Thacker’s concurrence described the evidence in more detail. She said the prosecution’s failure to disclose an FBI report that contradicted the prosecution’s expert testimony was sufficient for a prima facie showing of constitutional error.
The same was true for alleged false testimony from a prosecution witness that appeared to suggest Stevens had time to dispose of the victim’s body on the day in question, Thacker said. She also pointed to the use of microscopic hair comparison analysis, a now discredited practice, and other problems.
“Based on each of these new developments – combined with the new facts Stevens discovered in the October 2016 box – I simply cannot see how any reasonable factfinder could convict in this case,” Thacker wrote.
Role of state executive
The three-judge panel had more to say about the future of Stevens’ innocence claim. The rigorous standards of the AEDPA ensure proper respect due to state courts, the majority said.
“But AEDPA also highlights the central role of the state executive. By limiting the power of the federal courts, AEDPA shifts the focus to those actors who possess the ultimate discretion to prosecute, pardon, and preserve convictions,” wrote Judge Julius N. Richardson for the court.
“I’ve never seen this before.”
— Deirdre M. Enright, director of the Innocence Project Clinic at the University of Virginia law school
“And, consistent with this great power, we expect executive actors to wield their authority in a manner consistent with our finest values and traditions,” Richardson continued.

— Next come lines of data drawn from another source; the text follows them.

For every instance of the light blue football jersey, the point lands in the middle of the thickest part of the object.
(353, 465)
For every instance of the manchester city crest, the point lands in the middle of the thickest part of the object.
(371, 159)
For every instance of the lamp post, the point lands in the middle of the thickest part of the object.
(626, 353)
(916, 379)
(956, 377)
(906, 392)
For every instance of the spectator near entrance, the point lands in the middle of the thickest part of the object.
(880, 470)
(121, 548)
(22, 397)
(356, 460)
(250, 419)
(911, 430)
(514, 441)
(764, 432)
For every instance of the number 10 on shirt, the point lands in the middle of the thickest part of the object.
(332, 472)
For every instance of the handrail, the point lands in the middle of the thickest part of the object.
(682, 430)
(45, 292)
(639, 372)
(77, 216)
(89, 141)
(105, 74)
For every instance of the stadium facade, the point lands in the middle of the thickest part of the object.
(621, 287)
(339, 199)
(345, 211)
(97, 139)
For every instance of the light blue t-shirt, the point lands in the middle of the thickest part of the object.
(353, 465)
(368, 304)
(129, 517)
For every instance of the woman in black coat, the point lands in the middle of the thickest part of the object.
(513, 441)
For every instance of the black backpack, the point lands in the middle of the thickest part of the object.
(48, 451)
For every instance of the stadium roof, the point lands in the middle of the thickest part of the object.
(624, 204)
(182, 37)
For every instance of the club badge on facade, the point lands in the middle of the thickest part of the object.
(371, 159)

The executive’s “power and responsibility both before and after conviction remain fundamental in our system of divided powers,” the 4th Circuit panel said.
“Still, AEDPA does create a limited role for us to review state convictions. And, at this stage, we find that Stevens has made the prima facie showing required to clear AEDPA’s first hurdle. So we authorize him to file his successive habeas application in the district court. What happens next is for the district court – and the state executive – to determine,” the court concluded.

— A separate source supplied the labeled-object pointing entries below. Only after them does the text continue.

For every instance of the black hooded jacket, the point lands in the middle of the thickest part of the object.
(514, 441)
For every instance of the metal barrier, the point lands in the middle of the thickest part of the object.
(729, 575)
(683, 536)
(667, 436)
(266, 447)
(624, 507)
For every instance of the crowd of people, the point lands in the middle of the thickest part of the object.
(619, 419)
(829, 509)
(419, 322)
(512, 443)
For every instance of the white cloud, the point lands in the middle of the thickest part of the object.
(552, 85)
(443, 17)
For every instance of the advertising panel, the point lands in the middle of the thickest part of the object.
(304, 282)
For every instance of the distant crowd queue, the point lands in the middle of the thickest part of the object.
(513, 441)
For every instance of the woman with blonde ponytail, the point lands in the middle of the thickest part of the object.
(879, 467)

Stevens’ lawyer said she was surprised by the apparent call for a governor’s intervention.
“I’ve never seen this before,” said Deirdre M. Enright, director of the Innocence Project Clinic at the University of Virginia law school. She said her team had not yet filed a pardon petition with the governor on behalf of Stevens, but – in light of the 4th Circuit comments – they plan to do so now.
“We are going to go to the governor, and we are going to ask. And we will show them this case,” Enright said April 21.
Jennifer L. Givens – also of the UVa Innocence Clinic – argued the case for Stevens before the 4th Circuit panel. The state was represented by Senior Assistant Attorney general Matthew P. Mullaghan.
The attorney general’s office did not respond to an inquiry about whether the state’s position had changed on the Stevens’ habeas effort.